De la première impulsion à la vision de l'Utopia Park

En 2024, à l'occasion de la nouvelle édition du Sentier Culturel Guttet-Feschel, l'exposition « Guttet-Feschel entre l'utopie et la nostalgie » a été réalisée.

L'artiste et architecte Felix Grundhöfer a élaboré une étude artistique visionnaire de l'avenir du village sous le nom de projet « Guttopia ». Les panneaux présentés dans le village de Guttet ont rendu Guttet visible comme un lieu qui se repense – en tant que communauté autonome et durable.

Cette intervention artistique devint un élan décisif. Elle a non seulement ouvert de nouvelles perspectives sur le village, mais a aussi posé des questions fondamentales :

À quoi pourrait ressembler notre avenir ? Et comment pouvons-nous la façonner activement ?

Cette discussion a donné naissance à l'idée de ne pas limiter la question du futur à un seul lieu, mais de la placer dans un contexte plus large. Étape par étape, la vision d'un Utopia Park s'est développée – un lieu où l'avenir est non seulement conçu, mais aussi vécu.

L'Association des Amis de l'Utopie a repris cette idée et a soutenu son développement ultérieur. Son président, Peter Hofer, a abordé de manière intensive la question de la manière dont l'avenir peut être façonné. Cette confrontation a donné naissance à la trilogie de livres « Guttopia », dans laquelle la vision d'une nouvelle façon de penser est transformée en littérature.

L'Utopipark planifié se voit comme un espace de possibilités – un lieu où l'avenir n'est pas prédéterminé, mais exploré ensemble. Les visiteurs sont invités à jouer un rôle actif, à gérer leur propre avenir et celui des générations futures et à prendre leurs responsabilités.

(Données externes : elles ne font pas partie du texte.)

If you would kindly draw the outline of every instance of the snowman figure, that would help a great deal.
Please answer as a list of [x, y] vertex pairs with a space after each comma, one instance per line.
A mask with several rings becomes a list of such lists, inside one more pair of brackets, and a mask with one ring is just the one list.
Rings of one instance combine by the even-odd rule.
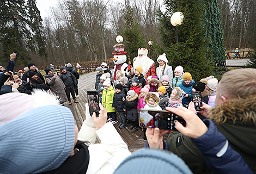
[[114, 84], [115, 85], [119, 83], [117, 77], [117, 72], [121, 71], [123, 76], [125, 76], [125, 70], [128, 65], [125, 63], [126, 61], [127, 52], [124, 52], [124, 47], [125, 46], [122, 44], [117, 44], [114, 46], [115, 51], [112, 54], [114, 55], [113, 58], [111, 59], [114, 61], [115, 66], [114, 67], [114, 73], [113, 73], [113, 78], [114, 79]]

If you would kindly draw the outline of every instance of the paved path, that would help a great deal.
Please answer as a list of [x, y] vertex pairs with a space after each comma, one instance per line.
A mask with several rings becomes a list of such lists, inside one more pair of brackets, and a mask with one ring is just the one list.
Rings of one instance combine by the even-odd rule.
[[249, 59], [230, 59], [226, 60], [227, 66], [243, 66]]
[[[77, 98], [79, 103], [72, 103], [71, 105], [69, 105], [67, 103], [65, 104], [65, 106], [72, 111], [76, 125], [79, 129], [86, 119], [85, 104], [87, 102], [87, 90], [95, 90], [95, 77], [96, 72], [81, 76], [78, 80], [78, 91], [80, 97]], [[117, 117], [119, 120], [119, 117]], [[121, 129], [118, 127], [118, 124], [119, 123], [116, 123], [114, 126], [126, 143], [130, 152], [134, 152], [138, 149], [144, 147], [146, 141], [143, 140], [143, 132], [141, 128], [135, 133], [131, 133], [129, 129], [131, 125], [129, 125], [126, 128]], [[167, 135], [165, 136], [165, 139], [166, 138]], [[99, 139], [97, 139], [97, 142], [99, 141]]]

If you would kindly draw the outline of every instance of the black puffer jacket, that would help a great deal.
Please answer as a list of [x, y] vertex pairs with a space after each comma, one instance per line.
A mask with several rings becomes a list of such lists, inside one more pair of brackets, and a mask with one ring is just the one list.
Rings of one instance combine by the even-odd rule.
[[162, 108], [163, 110], [166, 110], [166, 107], [168, 106], [169, 103], [169, 97], [168, 97], [168, 93], [166, 92], [162, 96], [159, 96], [160, 98], [160, 101], [158, 105]]
[[72, 88], [77, 84], [76, 77], [70, 72], [67, 71], [65, 73], [61, 72], [59, 77], [63, 81], [66, 88]]
[[[26, 82], [25, 83], [26, 83]], [[25, 93], [29, 95], [31, 94], [31, 91], [27, 89], [27, 88], [23, 86], [25, 83], [22, 83], [21, 85], [20, 85], [20, 86], [17, 89], [17, 90], [18, 90], [19, 92]]]
[[114, 97], [113, 97], [113, 103], [112, 107], [114, 107], [116, 112], [123, 111], [124, 108], [124, 101], [123, 101], [123, 98], [125, 98], [125, 94], [124, 94], [124, 90], [123, 90], [119, 93], [115, 92], [114, 94]]
[[74, 68], [72, 67], [66, 67], [64, 66], [65, 69], [66, 69], [66, 71], [70, 72], [73, 74], [73, 75], [77, 79], [79, 79], [79, 78], [80, 77], [79, 76], [79, 73], [77, 72], [77, 71]]
[[144, 86], [145, 86], [145, 84], [146, 84], [146, 79], [144, 78], [143, 74], [141, 74], [139, 77], [135, 75], [133, 77], [136, 77], [139, 79], [139, 84], [141, 84], [141, 86], [139, 86], [139, 87], [143, 88]]
[[138, 110], [137, 110], [137, 105], [138, 103], [138, 95], [136, 92], [130, 98], [127, 98], [127, 96], [124, 102], [126, 109], [127, 119], [131, 121], [138, 120]]

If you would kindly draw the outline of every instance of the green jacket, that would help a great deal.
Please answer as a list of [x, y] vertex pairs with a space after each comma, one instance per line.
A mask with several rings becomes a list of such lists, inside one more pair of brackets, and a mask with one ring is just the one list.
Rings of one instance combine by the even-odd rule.
[[[208, 119], [215, 123], [230, 147], [241, 154], [256, 173], [256, 123], [254, 122], [256, 120], [256, 96], [230, 100], [212, 108]], [[181, 142], [177, 146], [176, 142], [181, 136]], [[172, 132], [166, 142], [169, 150], [181, 158], [194, 173], [199, 173], [200, 171], [202, 173], [208, 173], [204, 157], [191, 138], [180, 132]]]
[[113, 109], [112, 107], [113, 98], [115, 92], [115, 91], [112, 85], [110, 85], [110, 87], [107, 90], [104, 90], [102, 91], [102, 104], [104, 108], [107, 109], [107, 113], [115, 112], [115, 110]]

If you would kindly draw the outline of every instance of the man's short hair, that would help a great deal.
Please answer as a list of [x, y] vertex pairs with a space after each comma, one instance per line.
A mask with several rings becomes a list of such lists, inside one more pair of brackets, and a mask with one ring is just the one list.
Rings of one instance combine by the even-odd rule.
[[224, 73], [218, 86], [218, 97], [246, 97], [256, 94], [256, 69], [234, 70]]

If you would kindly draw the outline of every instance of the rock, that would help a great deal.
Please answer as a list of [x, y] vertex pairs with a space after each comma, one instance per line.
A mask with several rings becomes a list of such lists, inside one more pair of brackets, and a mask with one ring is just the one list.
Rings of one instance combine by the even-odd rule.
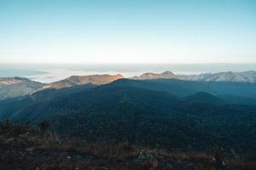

L'accent est mis sur une impulsion claire : donner plus de place au bien commun. Car ce n'est qu'en commençant à penser au-delà de nos propres intérêts qu'un monde se développe caractérisé par la connexion, la durabilité et la responsabilité mutuelle.

Dans cette attitude, Utopipark s'apparente à l'humaniste et homme d'État Thomas More. Dans son ouvrage « L'Île d'Utopie » de 1516, il reconnut la nécessité de dépasser les conditions existantes afin d'ouvrir de nouvelles possibilités.

Son idée d'un monde différent, plus juste, trouve un pendant contemporain dans Utopiapark. L'île d'Utopia devient ici un espace vivant d'expérience – un lieu où les visions peuvent non seulement être pensées, mais aussi vécues et développées.